- Oketeyeconne Oketeyeconne
- Coordinates: Community 31°38′35″N 85°04′50″W﻿ / ﻿31.64306°N 85.08056°W
- Country: United States
- State: Georgia
- County: Clay
- Elevation: 200 ft (61 m)
- Time zone: UTC-5 (Eastern (EST))
- • Summer (DST): UTC-4 (EDT)

= Oketeyeconne, Georgia =

Oketeyeconne was an unincorporated community in Clay County, Georgia, United States, which was located along the Chattahoochee River. Following legislation of the late 1940s, the United States Army Corps of Engineers constructed major dam and reservoir projects on the river. The manmade 46,000-acre Walter F. George Lake was developed north of the dam by the same name. Its construction and flooding required the evacuation of Oketeyeconne and its residents were forced to relocate elsewhere. The lake opened for use in 1963.

==Geography==
Oketeyeconne's latitude is 31.6432225 and its longitude is -85.0804849. The town was flooded to create Walter F. George Lake. It now lies under 90+ feet of water. It can be found with a depth finder by boat.

==History==
Archeologists have found evidence that earlier cultures of indigenous peoples have lived along the river since 1000 BC. Oketeyeconne was known historically as a Hitchiti-speaking town of the Lower Creek tribe in the late 1700s. It was the most southern of major towns affiliated with the Lower Creek, who ranged to the north. To the south were the Sawokli, Tamathli, Apalachicola, Yamasee, Mikasuki, and Seminole peoples.

In 1799 Benjamin Hawkins, the United States Superintendent for Indian Affairs south of the Ohio River, described the settlement as being "a nice town settled on good land with room for livestock". He was encouraging Native Americans of the Southeast to adopt European-American farming techniques, and lived among the Creek.

Due to white settlers' encroaching on their territory, the Indian citizens of Oketeyeconne became disgruntled over food shortages and land seizure in the early 1800s. After the Creek Wars resulted in refugees coming into the area following defeat at Horseshoe Bend by Andrew Jackson of the United States Army, they appealed to the British for help in 1813. They had longstanding trading ties with the British dating to before the American Revolutionary War. The British tried to capitalize on Native American interests to attract allies during the War of 1812 with the United States. At this time, some whites believed that Native Americans of the area were acting as spies for British forces. The British considered the Chattahoochee to provide a possible invasion route, via the Apalachicola River, from Florida on the Gulf of Mexico.

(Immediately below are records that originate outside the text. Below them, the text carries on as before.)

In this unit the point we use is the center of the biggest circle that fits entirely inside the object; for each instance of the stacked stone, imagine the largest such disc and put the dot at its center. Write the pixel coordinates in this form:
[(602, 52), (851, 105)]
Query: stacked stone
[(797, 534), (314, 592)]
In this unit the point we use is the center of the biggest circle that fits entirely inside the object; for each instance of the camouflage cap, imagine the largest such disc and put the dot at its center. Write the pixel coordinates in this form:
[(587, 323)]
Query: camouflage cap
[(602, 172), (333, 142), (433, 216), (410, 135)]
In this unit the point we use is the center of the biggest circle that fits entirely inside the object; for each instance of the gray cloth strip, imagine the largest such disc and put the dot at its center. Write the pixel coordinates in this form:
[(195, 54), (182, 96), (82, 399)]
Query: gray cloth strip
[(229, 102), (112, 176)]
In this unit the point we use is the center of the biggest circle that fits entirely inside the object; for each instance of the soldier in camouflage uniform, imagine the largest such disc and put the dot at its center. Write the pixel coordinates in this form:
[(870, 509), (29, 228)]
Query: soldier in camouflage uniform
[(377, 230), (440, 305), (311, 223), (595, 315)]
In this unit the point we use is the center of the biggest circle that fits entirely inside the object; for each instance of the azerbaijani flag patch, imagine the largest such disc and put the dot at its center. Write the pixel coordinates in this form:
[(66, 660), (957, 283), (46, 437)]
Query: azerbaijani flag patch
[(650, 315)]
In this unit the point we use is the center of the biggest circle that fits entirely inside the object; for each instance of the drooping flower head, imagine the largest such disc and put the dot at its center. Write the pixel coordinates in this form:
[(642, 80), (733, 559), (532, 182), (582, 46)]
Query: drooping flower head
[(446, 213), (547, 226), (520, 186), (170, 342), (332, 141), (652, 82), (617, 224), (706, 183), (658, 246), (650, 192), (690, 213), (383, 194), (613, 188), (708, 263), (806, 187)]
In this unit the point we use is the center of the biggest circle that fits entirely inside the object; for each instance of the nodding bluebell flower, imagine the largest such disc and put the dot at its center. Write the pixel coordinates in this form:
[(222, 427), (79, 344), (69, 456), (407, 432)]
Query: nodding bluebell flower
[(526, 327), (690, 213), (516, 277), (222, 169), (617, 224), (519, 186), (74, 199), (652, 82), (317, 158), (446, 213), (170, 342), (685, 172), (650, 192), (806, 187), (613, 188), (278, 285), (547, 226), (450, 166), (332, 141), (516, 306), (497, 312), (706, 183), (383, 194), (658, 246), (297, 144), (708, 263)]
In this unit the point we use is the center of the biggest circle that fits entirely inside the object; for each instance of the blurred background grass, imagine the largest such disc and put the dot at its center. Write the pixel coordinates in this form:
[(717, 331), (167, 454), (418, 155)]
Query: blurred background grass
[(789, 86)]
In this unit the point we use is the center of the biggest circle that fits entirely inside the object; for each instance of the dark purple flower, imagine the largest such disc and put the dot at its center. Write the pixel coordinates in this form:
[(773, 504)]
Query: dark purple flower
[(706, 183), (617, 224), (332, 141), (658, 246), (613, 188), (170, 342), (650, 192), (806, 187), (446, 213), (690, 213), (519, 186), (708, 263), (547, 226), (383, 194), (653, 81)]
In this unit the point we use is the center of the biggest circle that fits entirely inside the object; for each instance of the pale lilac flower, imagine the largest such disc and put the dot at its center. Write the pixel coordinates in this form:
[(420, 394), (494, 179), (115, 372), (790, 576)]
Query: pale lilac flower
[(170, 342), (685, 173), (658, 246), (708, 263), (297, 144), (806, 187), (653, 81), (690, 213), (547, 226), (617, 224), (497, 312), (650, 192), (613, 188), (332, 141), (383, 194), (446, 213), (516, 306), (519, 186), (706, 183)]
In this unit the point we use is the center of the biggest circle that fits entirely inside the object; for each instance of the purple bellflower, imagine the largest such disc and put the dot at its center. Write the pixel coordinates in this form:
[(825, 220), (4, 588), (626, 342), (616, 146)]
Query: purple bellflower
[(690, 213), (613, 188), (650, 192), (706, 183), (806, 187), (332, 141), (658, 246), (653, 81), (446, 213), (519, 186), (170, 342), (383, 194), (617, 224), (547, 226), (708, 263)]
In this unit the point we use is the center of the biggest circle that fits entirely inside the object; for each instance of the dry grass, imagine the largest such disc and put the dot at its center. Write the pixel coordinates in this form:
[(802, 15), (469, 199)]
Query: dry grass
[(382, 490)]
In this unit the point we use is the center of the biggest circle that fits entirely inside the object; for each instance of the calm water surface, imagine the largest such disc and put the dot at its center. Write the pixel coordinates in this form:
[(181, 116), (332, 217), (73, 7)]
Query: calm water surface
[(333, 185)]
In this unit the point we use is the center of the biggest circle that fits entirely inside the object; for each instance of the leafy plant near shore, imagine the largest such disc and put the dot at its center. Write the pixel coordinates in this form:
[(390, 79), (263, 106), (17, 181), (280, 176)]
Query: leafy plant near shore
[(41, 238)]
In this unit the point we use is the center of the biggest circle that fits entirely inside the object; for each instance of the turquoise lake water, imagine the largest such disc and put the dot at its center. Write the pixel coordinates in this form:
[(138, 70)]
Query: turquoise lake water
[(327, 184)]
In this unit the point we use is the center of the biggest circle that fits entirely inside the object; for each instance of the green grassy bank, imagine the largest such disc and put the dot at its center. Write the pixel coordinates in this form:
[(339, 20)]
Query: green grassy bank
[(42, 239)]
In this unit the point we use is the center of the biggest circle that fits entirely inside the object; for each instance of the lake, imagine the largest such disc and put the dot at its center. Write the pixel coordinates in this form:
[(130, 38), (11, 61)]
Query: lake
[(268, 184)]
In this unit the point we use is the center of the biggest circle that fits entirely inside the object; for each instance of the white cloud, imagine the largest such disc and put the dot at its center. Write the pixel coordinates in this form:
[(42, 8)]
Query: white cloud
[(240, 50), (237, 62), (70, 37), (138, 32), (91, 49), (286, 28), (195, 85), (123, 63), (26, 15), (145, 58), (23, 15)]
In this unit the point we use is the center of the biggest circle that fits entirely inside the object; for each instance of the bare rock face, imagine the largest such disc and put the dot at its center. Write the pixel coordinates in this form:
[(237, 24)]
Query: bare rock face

During the Civil War, the residents of Oketeyeconne were divided in their affiliations, siding with both the CSA and the Union. The majority of the town's residents were Native Americans, descendants of people who had evaded Indian Removal of the 1830s, or agreed to become state citizens in exchange for being allowed to stay. The Muskogee-speaking Creek Confederation citizens sided with the Union during the war. Descendants of Seminole and other tribes historically affected by the Seminole Wars tended to side with the Confederacy.

The town remained unincorporated. During the mid-twentieth century, it was evacuated when the federal government took it over for development of water control and navigation projects on the river. Following legislation of the late 1940s, the United States Army Corps of Engineers constructed major dam and reservoir projects on the river. The manmade, 46,000-acre Walter F. George Lake was developed north of the dam by the same name. Its construction and flooding required the evacuation of Oketeyeconne. The lake opened for use in 1963.

==Legacy and honors==
- 1989, the community's Native American and War of 1812 history was told on a historical marker erected on the highway nearby.